ODE's: study of the case $x'=f(x/t)$ with $f:\Bbb{R}\to \Bbb{R}$ a $C^1$ function with $f(r)=r$ for some $r\in \Bbb{R}$... (Exercise 6, Chap. 1, from Sotomayor's ODE Lessons): Let $f:\Bbb{R}\to \Bbb{R}$ be a $C^1$ function and $r\in \Bbb{R}$ such that $f(r)=r$. Show that
a) if $f'(r)<1$, then no solution of the equation
$$x'=f\left(\frac{x}{t}\right)\,\,\,\,(*)$$
is tangent at $0$ to the solution $\varphi(t)=rt$.
b) if $f'(r)>1$, then there are infinitely many solutions of $(*)$ tangent to $\varphi(t)=rt$ at the origin.
Two functions $\varphi$ and $\psi$ defined for $t>0$ are said to be tangent at $0$ if $\lim\limits_{t\to 0}\dfrac{\psi(t)-\varphi(t)}{t}=0$.
There is a duplicate for this question here: If $f$ continuous differentiable and $f'(r) < 1,$ then $x'=f(x/t)$ has no other solution tangent at zero to $\phi(t)=rt$ but only the answer to item a) is given there and, furthermore, I could not understand it...
 A: I know this question is old, but since i'm studying the subject, i'll leave my answer here for future students like me who struggled with this problem.
First, for part a) i'll rewrite the answer given before, hopefully in a way that's easier to understand.
a) Suppose that $\phi$ is a solution tangent to $rt$ and not equal to it. Since solution curves do not cross, either:
(i) $\phi(t) > rt$ for all $t>0$, or
(ii) $\phi(t) < rt$ for all $t>0$.
I will consider (i), the other case being similar.
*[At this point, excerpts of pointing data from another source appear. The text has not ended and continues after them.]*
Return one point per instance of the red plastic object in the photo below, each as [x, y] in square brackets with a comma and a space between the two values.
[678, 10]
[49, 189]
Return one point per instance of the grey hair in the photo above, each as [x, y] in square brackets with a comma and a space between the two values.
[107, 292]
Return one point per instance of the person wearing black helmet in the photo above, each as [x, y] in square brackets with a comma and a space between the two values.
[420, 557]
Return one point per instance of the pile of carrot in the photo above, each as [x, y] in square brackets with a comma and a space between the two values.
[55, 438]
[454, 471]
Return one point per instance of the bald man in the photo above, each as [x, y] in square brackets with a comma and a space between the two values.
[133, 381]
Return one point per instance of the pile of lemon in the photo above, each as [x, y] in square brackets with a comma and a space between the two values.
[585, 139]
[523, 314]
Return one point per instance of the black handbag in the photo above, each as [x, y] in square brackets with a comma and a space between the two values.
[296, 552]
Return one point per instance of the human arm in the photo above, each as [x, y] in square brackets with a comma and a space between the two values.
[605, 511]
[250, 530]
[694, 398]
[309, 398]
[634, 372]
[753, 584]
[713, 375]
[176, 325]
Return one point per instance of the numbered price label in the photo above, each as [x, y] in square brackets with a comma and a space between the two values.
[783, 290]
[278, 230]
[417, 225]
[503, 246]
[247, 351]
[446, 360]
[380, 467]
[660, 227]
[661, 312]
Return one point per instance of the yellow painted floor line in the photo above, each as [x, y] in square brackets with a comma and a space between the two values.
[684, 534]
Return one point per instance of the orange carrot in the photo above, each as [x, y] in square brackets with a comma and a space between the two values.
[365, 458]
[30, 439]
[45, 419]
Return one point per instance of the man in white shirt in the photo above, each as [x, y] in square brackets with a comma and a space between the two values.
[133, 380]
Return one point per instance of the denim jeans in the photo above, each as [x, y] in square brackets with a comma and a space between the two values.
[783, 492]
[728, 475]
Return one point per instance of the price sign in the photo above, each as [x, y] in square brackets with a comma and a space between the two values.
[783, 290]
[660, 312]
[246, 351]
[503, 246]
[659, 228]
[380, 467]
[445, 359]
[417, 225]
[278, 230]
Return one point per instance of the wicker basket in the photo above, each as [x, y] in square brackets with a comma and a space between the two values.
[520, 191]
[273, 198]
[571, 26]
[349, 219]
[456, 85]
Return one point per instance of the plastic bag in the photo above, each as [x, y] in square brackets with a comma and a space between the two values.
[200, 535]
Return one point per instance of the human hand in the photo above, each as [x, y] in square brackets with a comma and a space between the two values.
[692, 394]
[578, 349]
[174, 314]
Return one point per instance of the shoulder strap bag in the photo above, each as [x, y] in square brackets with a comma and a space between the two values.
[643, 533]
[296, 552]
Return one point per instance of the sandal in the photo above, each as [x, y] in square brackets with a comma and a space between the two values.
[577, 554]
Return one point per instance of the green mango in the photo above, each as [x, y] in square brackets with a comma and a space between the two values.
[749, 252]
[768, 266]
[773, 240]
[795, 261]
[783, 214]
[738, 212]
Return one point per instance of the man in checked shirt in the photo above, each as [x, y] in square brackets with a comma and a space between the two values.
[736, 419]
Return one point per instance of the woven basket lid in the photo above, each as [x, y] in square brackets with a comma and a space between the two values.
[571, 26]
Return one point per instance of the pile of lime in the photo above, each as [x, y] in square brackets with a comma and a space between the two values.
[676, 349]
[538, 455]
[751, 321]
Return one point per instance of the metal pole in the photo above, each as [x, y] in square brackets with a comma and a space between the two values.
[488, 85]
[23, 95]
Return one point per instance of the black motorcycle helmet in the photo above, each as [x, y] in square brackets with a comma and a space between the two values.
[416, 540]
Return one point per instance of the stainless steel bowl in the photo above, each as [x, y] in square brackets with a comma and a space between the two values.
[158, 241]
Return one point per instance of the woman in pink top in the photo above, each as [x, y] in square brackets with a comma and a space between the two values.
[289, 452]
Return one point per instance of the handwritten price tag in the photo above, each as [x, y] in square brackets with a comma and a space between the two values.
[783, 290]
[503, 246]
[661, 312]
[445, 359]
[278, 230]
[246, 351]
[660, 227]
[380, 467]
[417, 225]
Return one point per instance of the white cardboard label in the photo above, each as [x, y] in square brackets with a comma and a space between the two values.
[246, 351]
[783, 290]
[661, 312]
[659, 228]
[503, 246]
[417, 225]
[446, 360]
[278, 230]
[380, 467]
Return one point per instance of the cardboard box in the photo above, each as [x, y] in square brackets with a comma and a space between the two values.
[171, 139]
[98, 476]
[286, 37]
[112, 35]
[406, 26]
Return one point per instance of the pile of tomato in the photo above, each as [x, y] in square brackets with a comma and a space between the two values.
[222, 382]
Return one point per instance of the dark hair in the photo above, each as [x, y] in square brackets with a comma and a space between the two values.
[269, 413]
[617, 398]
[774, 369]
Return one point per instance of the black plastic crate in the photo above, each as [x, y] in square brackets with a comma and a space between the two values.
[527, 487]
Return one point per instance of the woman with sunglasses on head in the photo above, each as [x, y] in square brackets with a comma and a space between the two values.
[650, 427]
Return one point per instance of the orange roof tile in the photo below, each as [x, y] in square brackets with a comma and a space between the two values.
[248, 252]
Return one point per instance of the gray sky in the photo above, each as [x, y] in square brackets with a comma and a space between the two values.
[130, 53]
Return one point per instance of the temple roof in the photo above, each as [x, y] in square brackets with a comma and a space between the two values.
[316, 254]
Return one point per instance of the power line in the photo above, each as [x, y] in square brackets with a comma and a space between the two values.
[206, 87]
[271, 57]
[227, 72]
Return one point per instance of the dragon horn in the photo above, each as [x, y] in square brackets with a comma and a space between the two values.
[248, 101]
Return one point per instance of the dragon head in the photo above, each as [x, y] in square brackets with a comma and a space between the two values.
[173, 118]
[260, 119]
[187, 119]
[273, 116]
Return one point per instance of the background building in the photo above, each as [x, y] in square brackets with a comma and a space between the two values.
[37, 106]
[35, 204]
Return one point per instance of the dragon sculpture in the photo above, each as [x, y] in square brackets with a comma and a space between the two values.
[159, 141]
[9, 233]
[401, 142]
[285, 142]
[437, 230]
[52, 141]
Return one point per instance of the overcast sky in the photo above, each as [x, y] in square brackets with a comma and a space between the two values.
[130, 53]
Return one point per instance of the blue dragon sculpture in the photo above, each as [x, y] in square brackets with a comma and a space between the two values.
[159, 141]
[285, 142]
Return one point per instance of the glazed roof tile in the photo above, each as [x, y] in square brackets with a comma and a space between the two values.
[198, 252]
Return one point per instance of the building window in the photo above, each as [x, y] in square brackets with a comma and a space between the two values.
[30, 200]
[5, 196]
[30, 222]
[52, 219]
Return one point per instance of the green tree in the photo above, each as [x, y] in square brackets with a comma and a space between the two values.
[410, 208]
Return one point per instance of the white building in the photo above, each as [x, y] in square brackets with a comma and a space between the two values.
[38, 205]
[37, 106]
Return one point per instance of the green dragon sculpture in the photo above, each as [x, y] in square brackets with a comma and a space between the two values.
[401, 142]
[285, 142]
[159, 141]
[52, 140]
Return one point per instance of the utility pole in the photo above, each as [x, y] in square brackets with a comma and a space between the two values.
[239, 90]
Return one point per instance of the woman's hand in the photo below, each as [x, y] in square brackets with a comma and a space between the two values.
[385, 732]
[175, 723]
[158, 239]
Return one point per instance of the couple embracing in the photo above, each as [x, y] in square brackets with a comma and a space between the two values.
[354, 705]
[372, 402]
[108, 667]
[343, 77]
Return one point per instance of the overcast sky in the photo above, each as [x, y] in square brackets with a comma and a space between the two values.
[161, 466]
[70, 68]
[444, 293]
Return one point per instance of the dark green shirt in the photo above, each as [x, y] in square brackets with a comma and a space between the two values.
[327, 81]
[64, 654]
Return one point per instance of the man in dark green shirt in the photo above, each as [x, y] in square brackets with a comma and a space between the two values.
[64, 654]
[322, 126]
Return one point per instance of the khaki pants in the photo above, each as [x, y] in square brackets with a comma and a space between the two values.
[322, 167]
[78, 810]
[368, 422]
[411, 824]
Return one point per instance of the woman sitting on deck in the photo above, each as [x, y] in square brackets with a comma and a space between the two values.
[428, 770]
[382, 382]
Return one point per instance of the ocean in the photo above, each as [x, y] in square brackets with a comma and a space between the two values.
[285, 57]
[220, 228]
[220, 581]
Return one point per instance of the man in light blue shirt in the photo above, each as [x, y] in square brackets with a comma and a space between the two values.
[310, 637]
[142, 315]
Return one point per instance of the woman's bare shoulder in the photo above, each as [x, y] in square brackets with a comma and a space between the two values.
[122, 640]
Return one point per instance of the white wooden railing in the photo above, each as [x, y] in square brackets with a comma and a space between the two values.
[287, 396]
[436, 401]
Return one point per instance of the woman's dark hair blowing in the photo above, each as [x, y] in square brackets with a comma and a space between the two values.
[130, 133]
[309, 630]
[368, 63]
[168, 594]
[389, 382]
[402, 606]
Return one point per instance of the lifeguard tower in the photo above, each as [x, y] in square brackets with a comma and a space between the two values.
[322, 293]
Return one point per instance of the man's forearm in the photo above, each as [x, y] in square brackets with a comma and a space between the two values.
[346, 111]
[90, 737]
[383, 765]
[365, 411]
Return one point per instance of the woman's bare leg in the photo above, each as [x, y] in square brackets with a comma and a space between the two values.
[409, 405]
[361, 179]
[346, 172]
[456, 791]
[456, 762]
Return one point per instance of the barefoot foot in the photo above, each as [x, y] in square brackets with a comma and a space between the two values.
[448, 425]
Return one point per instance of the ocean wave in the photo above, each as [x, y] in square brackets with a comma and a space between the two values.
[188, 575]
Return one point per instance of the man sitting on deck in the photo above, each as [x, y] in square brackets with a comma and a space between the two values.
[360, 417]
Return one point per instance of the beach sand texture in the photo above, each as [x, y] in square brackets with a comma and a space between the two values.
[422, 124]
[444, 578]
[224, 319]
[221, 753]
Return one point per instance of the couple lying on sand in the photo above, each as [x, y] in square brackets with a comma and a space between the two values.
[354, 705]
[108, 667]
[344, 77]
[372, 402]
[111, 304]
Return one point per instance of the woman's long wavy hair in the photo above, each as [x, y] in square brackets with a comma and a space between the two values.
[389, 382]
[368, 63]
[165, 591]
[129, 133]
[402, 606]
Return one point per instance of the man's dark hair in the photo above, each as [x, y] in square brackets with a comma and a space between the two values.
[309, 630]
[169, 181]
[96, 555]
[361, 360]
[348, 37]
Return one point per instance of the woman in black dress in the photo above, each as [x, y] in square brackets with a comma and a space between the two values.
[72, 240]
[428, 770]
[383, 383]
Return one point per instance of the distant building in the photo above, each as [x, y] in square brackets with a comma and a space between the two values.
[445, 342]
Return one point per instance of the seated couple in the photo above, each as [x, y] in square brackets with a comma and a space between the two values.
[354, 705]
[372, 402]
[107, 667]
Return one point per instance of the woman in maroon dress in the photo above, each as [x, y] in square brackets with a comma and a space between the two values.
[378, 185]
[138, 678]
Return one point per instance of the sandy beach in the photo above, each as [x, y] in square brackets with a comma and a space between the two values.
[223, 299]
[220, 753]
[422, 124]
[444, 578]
from our assumption that the solutions are tangent:
$$
\lim_{t \rightarrow 0^+} \frac{\phi(t) - \varphi(t)}{t} = 0 \Rightarrow \lim_{t \rightarrow 0^+} \frac{\phi(t)}{t} = r
$$
Now we look at the linearization of $f$ around $r$ and apply it to $x = \frac{\phi(t)}{t}$ to get
$$
f(\frac{\phi(t)}{t}) = r + f'(r)(\frac{\phi(t)}{t} - r) + \mathcal{O}(\frac{\phi(t)}{t} - r)
$$
Evaluating $(\frac{\phi}{t})'$
$$
(\frac{\phi(t)}{t})' = \frac{\phi'(t)t-\phi(t)}{t^2} = \frac{f(\frac{x}{t}) - \frac{\phi(t)}{t}}{t}
$$
Applying the linearization
$$
(\frac{\phi(t)}{t})' = \frac{f(\frac{\phi(t)}{t}) - \frac{\phi(t)}{t}}{t} = \frac{(f'(r) - 1)(\frac{\phi(t)}{t} -r ) + \mathcal{O}(\frac{\phi(t)}{t} - r)}{t}
$$
which is negative for small values of $t$, that means $\frac{\phi(t)}{t}$ is decreasing close to zero. A decreasing function has to increase in reverse time. That contradicts our assumpition that it converges to $r$ because we assumed $\phi(t)>rt$ for all $t>0$. The other case gives us a similar contradiction.
Now, for the second part:
b) Suposse $\phi$ is a different solution to the equation. We again, have the same two cases.(i'll again consider case (i)) Use the linearization of $f$ around $r$ applied to $x = \frac{\phi(t)}{t}$ to get:
$$
f(\frac{\phi(t)}{t}) = r + f'(r)(\frac{\phi(t)}{t} - r) + \mathcal{O}(\frac{\phi(t)}{t} - r)
$$
and hence
$$
(\frac{\phi(t)}{t})' = \frac{f(\frac{\phi(t)}{t}) - \frac{\phi(t)}{t}}{t} = \frac{(f'(r) - 1)(\frac{\phi(t)}{t} -r ) + \mathcal{O}(\frac{\phi(t)}{t} - r)}{t}
$$
Which is positive for small $t$. This means $\frac{\phi(t)}{t}$ is increasing close to zero. That means it decreases in reverse time, we then get a decreasing function bounded bellow by $r$, that means $\frac{\phi(t)}{t} \rightarrow r$ as $t \rightarrow 0^+$.
This only tells us that if another solution exists, then it has to be tangent to $rt$ at $0$. But we can create infinitely many solutions using the theorem of existence and uniqueness, by giving the equation inicial conditions.